Gettext using code will look like this:

io:format("Hello world", [])       becomes         ?TXT("Hello world")

while

FN = "....",
LN = "....",
?STXT("Good day $first_name$ $last_name$", [{first_name, FN}, 
{last_name, LN}]),

which allows you to reorder your format strings ($...$) arguments, 
replace code like:

io:format("Good day ~s ~s", [FN,  LN]),

which can't nicely handle needs like reordering the FN and LN arguments 
(in certain languages) and which yields format strings that are hard to 
understand for translators (they don't see what "~s ~s" is if they only 
have access to the po file).

====================================================

Notes:

* Add TXT/STXT usage as soon as possible if you want to avoid 
unnecessary work of rewriting io:formats, supply good $...$ format 
values and want to reduce the risk of adding to many / to few TXT/STXT 
usages because your unsure if its needed.

* It may be useful to write a run_in_language_context/2 function that 
takes a fun (the code to run) and a language to use while this fun is 
run - so that you change and revert the process-dictionary value 
(gettext_lamguage), without occasionally forgetting to change it back.

* po files can be manipulated by the GNU Gettext command line tools.

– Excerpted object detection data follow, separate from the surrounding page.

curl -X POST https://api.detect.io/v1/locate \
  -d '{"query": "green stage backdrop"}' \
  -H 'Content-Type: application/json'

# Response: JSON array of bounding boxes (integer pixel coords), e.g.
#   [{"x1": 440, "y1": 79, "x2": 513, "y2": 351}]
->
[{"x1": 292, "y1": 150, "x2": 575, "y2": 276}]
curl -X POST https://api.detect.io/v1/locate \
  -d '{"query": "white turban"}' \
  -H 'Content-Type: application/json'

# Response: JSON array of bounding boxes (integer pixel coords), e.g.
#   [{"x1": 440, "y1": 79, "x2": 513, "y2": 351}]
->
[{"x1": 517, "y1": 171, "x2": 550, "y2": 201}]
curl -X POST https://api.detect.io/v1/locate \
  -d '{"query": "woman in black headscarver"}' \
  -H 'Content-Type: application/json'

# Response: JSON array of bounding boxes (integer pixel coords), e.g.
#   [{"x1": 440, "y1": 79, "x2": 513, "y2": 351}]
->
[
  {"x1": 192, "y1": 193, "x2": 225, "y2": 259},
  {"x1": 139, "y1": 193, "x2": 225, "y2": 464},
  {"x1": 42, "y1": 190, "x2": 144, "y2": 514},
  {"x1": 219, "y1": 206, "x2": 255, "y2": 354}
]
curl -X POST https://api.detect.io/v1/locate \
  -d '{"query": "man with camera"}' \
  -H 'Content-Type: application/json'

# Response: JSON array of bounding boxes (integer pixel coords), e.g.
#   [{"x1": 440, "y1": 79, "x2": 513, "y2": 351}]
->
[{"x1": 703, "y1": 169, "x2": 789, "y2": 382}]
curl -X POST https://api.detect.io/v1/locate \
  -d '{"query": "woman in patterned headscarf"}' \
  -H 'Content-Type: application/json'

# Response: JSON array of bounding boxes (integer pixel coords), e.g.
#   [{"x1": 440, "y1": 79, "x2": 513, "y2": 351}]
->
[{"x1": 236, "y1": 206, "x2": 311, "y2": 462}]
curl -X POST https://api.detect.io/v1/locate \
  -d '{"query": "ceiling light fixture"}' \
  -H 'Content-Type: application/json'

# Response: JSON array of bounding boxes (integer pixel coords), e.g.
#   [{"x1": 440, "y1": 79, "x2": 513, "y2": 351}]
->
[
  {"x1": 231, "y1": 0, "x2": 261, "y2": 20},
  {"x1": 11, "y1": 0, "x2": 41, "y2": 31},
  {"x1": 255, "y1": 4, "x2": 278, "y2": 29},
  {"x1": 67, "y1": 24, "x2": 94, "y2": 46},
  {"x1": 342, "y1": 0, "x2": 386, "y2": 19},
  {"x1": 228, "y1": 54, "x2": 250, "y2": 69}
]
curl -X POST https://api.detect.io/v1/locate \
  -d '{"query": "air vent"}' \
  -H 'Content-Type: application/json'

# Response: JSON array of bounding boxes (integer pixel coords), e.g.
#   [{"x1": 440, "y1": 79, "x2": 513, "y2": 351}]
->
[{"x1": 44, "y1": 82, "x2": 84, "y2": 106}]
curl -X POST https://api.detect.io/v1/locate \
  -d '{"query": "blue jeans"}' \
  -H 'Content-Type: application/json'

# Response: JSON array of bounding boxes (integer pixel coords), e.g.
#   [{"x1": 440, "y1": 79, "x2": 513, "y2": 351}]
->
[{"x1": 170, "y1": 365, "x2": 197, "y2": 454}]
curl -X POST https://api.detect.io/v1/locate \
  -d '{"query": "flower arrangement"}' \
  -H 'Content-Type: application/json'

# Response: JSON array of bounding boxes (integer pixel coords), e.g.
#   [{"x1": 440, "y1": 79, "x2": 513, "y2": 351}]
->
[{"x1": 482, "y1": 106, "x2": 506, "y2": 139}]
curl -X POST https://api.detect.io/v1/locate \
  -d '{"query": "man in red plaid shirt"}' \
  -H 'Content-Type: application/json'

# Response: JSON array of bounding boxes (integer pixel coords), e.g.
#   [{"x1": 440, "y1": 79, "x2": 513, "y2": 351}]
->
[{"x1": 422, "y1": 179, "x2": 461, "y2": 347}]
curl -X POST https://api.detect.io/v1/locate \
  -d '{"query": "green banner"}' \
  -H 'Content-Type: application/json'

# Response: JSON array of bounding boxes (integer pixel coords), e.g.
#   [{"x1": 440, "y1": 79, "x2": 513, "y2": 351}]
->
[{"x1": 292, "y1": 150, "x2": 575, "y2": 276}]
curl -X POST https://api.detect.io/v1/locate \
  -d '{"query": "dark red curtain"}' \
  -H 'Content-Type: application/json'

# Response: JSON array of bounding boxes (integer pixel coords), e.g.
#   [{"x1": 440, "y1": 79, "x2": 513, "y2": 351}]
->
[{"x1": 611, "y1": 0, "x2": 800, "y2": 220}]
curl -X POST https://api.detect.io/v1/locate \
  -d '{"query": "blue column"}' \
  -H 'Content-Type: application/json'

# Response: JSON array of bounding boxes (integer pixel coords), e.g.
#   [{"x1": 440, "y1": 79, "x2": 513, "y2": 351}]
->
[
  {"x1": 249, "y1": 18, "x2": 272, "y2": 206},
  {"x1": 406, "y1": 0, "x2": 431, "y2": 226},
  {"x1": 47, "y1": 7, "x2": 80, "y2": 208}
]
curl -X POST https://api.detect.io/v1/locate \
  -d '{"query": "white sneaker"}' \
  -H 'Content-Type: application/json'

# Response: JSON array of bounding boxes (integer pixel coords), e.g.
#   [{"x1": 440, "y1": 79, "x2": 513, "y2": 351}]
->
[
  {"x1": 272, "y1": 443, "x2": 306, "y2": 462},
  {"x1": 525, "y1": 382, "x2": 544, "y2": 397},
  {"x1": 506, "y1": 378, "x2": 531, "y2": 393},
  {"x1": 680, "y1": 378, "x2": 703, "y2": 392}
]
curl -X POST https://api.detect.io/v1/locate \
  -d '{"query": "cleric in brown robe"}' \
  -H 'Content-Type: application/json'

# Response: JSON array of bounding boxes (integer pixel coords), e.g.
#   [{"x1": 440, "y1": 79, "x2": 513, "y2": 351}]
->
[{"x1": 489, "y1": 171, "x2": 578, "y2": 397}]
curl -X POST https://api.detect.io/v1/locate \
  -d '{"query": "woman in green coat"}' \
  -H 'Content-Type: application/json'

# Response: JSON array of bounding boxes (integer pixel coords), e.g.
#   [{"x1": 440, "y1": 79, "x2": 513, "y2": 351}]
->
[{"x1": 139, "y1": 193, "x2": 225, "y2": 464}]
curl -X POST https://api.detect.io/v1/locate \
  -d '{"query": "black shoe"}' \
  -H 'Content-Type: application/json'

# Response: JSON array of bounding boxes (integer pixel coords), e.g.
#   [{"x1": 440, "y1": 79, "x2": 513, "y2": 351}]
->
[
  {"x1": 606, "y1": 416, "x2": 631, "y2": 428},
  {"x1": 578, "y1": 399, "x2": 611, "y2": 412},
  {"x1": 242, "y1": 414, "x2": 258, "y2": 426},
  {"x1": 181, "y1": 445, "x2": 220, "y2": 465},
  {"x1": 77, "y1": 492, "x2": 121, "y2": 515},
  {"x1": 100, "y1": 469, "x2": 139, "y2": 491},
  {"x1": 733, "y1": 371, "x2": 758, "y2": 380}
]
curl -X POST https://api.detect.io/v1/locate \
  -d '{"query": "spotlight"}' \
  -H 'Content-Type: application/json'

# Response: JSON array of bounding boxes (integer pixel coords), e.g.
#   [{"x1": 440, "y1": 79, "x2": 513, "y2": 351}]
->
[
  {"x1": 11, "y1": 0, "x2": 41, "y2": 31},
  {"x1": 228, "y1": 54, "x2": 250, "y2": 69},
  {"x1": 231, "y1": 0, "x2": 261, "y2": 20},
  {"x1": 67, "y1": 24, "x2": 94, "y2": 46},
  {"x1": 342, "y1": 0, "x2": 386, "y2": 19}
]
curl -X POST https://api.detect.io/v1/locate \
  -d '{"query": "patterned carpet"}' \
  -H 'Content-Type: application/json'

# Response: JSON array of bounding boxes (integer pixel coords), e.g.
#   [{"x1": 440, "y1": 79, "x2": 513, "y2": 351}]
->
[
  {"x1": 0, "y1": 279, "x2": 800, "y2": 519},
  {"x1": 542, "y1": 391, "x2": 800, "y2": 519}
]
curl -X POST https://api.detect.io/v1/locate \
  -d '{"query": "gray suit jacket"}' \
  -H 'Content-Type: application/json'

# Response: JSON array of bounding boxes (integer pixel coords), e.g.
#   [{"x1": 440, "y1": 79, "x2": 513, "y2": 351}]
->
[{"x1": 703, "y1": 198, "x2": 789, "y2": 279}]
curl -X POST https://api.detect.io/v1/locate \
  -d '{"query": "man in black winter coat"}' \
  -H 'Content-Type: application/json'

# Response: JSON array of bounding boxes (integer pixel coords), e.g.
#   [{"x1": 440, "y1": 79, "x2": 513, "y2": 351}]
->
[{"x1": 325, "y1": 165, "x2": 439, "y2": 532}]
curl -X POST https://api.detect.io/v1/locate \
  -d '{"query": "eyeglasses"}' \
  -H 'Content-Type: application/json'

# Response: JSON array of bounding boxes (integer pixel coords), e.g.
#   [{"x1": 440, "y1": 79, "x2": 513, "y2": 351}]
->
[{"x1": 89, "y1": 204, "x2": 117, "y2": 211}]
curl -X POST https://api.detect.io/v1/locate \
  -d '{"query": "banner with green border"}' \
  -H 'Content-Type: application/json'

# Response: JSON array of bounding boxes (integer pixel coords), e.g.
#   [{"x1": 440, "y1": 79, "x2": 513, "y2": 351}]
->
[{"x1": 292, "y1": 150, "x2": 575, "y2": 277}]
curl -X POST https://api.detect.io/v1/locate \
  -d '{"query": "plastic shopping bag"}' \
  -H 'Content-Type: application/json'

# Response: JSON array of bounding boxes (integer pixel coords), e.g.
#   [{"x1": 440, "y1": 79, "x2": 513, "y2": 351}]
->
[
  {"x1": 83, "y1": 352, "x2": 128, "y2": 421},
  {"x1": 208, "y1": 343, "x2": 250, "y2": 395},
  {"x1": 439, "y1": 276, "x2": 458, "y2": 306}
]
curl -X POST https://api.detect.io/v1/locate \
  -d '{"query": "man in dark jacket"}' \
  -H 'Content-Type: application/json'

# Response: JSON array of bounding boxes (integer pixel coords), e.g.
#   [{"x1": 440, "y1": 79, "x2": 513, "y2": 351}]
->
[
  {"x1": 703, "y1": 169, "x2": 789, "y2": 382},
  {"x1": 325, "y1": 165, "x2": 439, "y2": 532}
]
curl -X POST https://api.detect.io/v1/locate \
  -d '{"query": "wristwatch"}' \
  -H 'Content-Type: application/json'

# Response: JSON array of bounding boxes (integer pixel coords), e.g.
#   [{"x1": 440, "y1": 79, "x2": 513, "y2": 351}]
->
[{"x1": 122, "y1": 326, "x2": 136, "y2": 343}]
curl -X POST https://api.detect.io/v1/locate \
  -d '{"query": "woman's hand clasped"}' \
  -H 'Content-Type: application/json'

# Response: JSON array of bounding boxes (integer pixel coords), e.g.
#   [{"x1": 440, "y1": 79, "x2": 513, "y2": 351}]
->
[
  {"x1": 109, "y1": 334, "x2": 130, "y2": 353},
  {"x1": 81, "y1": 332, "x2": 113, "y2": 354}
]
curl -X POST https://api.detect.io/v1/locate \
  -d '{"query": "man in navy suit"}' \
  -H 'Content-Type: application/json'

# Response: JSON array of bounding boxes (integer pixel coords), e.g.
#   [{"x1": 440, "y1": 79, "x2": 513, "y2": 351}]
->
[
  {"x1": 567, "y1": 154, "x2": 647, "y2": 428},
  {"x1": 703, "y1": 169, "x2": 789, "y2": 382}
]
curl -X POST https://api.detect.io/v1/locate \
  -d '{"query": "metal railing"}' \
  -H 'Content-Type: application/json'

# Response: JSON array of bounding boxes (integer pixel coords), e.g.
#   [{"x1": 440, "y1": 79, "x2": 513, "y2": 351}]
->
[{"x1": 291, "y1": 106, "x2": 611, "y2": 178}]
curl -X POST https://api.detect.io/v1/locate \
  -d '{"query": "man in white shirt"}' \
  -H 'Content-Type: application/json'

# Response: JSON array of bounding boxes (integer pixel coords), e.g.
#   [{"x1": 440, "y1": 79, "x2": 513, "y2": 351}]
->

* Poedit may be useful for translators to translate

* If there is no translation you will simply get your original (source 
code string back).

* You should have a make build target (or tool) that can create a 
"master" po file, that contains the strings currently used by the 
TXT/STXT macros in the source code. This "master" file can then be 
merged with current (translated) po files using the GNU gettext tools.

"gettext_compile:parse_transform/2" that processes the erlang parse tree 
looking for gettext:key2str/1 [a] calls  and the 
"-compile({parse_transform,gettext_compile})." in gettext.hrl can be 
helpful for this.

[a]: gettext:key2str/1 is the basis of all text macros - erlc parse 
trees have their macros expanded so you can't look directly for them.

* The format string in TXT and STXT must be a "...." string in the 
source code, or the gettext_compile code will fail to extract it.

* It's probably fairly easy to write a regexp that can extract the 
'TXT("......"' parts, which should be faster than having to compile all 
files to create parse trees for use by gettext_compile.